Student loan challenges
Student loan debt has generated substantial visibility as being a potential cause for concern. The total volume of these obligations rose to $1.16 trillion during the fourth quarter of 2014, $31 billion more than the prior three-month period, according to Federal Reserve data. This compares to $363 billion in total student loan debt during the first quarter of 2005.

Delinquency for these loans reached 11.3 percent in the final quarter of 2014, surpassing the figure of 11.1 percent that existed during the prior three months.

While the latest quarterly figure is less than the 11.8 percent rate experienced in 2013, it has left student loan debt the highest delinquency, according to Bloomberg. Previously, credit card debt held this position, but lost this distinction in 2012.

Auto lending
Auto lending also showed signs of weakness during the final quarter of 2014, as 3.5 percent of these loans were delinquent during the period compared to 3.1 percent in the prior three months.

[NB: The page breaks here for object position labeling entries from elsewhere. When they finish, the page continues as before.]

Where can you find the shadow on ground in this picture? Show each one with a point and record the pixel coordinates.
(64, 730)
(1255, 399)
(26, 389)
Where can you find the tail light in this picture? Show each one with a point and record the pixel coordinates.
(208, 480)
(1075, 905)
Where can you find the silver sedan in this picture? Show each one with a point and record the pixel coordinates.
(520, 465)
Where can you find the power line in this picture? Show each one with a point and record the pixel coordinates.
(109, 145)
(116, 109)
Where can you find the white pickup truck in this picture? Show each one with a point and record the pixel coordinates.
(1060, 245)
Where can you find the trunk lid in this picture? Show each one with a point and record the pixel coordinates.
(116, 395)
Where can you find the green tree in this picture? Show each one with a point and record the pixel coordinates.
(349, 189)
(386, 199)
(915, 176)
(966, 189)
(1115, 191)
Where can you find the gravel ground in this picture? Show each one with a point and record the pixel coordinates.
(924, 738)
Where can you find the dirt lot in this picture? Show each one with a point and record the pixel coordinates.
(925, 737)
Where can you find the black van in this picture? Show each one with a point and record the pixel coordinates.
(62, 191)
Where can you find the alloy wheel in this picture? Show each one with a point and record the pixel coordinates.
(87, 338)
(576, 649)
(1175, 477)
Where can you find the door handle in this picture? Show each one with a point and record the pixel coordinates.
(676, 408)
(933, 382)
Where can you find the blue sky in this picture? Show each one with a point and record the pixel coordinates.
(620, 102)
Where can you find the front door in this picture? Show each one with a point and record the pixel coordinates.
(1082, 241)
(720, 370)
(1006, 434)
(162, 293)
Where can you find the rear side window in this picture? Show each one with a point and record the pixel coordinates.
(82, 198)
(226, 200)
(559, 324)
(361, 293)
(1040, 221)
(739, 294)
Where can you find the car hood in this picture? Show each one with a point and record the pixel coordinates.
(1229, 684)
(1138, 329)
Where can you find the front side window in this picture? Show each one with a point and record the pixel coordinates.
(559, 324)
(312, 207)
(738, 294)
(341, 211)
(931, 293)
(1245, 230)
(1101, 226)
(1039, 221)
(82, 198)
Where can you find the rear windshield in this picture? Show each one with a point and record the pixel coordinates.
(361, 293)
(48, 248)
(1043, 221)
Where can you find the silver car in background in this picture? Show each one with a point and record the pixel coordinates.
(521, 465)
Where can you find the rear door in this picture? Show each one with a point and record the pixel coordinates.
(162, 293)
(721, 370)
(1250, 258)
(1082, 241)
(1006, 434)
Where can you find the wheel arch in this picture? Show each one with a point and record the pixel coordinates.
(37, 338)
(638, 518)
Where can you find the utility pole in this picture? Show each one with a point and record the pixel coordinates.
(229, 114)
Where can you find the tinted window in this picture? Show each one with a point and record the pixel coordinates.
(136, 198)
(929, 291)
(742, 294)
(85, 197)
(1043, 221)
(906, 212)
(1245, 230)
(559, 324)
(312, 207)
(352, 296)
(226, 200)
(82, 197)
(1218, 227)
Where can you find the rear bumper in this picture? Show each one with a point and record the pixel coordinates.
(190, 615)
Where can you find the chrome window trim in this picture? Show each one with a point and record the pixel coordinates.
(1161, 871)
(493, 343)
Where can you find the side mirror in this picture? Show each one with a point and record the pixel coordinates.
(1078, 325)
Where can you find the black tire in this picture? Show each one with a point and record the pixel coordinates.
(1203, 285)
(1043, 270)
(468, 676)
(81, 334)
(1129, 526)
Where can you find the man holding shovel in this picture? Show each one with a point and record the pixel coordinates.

This type of debt also tracked higher, rising $21 billion to $955 billion.

Many Americans with weaker credit profiles have been taking on auto loans, and there are concerns that a growing number of them could fall behind on their payments, according to The Wall Street Journal.

Auto lenders have been handing out credit with vigor, and the issuance of new credit hit a nine-year high during the third quarter before dipping slightly to $102 billion in the following quarter, the media outlet reported.

Amid these latest increases in obligations, household debt increased $117 billion during the final quarter of 2014 to hit $11.8 trillion, according to Fed figures. While the increases in auto and student loan debt may seem alarming to some, the development could simply point to the market returning to a more balanced state as the strict credit conditions experienced over the last few years become less severe.